Each element of the periodic table is given a period and group number. The period number defines the number of shells of electrons, while the group number correlates to the number of outer electrons (valency). The orbital these valence electrons are in, is defined by the block the element is in. We can use the period and group number, like coordinates, to locate an element on the table.

The diagonal line, starting at boron, in the p block, consists of metalloids that have the characteristics of both metals and nonmetals. If an element is found to the left of this line then it is said to be metal and so forms cations - and vice versa. Finally, if we combine the group number with the octet rule we can predict the number of bonds the element will form.

Let’s put this all into practice.

Oxygen is in group 16, so has 6 valence electrons and is right of the metal-nonmetal divide. This means oxygen will is a nonmetal and so forms an anion. The octet rule suggests this ion will have a 2 minus charge or form 2 covalent bonds.

NOTE: Transition metals, like copper and iron, can sometimes form multiple cations. We call this variable charge.

Metals, metalloids, and nonmetals in the periodic table. A standard periodic table with a thin tall rectangle housing the elements in group 1 and 2. This block is labeled the s block. The transition metals are included in a squashed, wide rectangle ranging from groups 3 to 12. This block is labeled as the d block. A square completes the groups from 13 to 18 and is labeled the p block. The p block is divided by a diagonal red line which consists of metalloids. The metalloids that make up the line are boron, silicon, geranium, arsenic, antimony, tellurium and polonium.

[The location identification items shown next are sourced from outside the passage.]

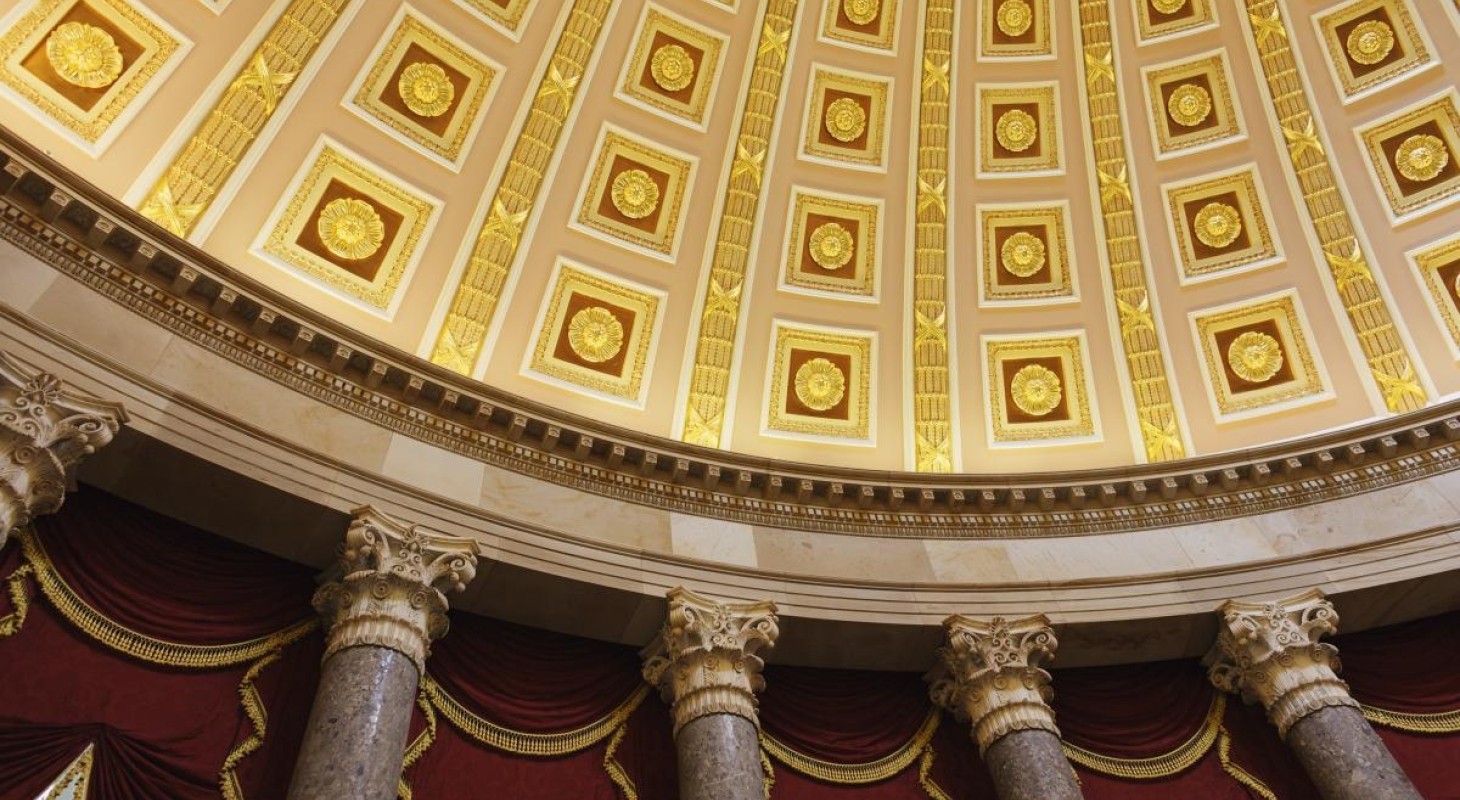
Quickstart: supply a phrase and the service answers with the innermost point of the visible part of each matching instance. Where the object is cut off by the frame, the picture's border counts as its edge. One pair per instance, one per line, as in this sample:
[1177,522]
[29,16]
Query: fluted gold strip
[1387,356]
[932,402]
[475,298]
[714,348]
[210,156]
[1155,408]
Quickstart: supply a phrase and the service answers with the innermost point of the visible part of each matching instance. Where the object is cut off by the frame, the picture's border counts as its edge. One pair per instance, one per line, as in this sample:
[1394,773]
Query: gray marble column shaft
[720,759]
[356,735]
[1031,765]
[1346,759]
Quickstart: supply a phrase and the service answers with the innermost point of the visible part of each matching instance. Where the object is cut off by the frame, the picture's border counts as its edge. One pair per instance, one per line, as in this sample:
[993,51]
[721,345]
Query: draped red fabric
[1132,710]
[843,716]
[168,580]
[530,679]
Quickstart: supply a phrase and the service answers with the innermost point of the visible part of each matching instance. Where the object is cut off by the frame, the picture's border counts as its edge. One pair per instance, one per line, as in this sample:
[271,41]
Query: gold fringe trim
[924,775]
[139,645]
[530,743]
[418,748]
[1444,721]
[854,774]
[12,622]
[1224,751]
[1164,765]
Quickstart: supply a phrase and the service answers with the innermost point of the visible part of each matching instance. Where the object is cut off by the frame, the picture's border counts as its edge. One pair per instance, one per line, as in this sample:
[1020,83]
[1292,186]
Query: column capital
[989,675]
[45,431]
[1270,653]
[705,659]
[390,586]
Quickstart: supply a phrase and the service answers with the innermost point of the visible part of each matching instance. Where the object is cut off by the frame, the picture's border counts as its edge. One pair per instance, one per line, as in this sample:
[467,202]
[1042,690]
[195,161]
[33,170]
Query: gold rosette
[1218,225]
[672,67]
[819,384]
[1022,254]
[83,56]
[1370,43]
[425,89]
[594,335]
[634,193]
[860,12]
[1421,156]
[1013,18]
[1189,105]
[1254,356]
[1035,390]
[831,245]
[351,228]
[1016,130]
[846,120]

All the elements to the left of this line are blue, which indicates that they are metals. Except for hydrogen, all elements to the right of the line are green, which indicates that they are nonmetals. The lanthanides and actinides are shown as a separate rectangle below the first table which is labeled the f block and all the elements are blue.

Figure 1: Metals, metalloids, and nonmetals: The diagonal line cutting through the metalloids splits the table into metals, on the left, and nonmetals, on the right. Each block also organizes the elements based on their electron configuration.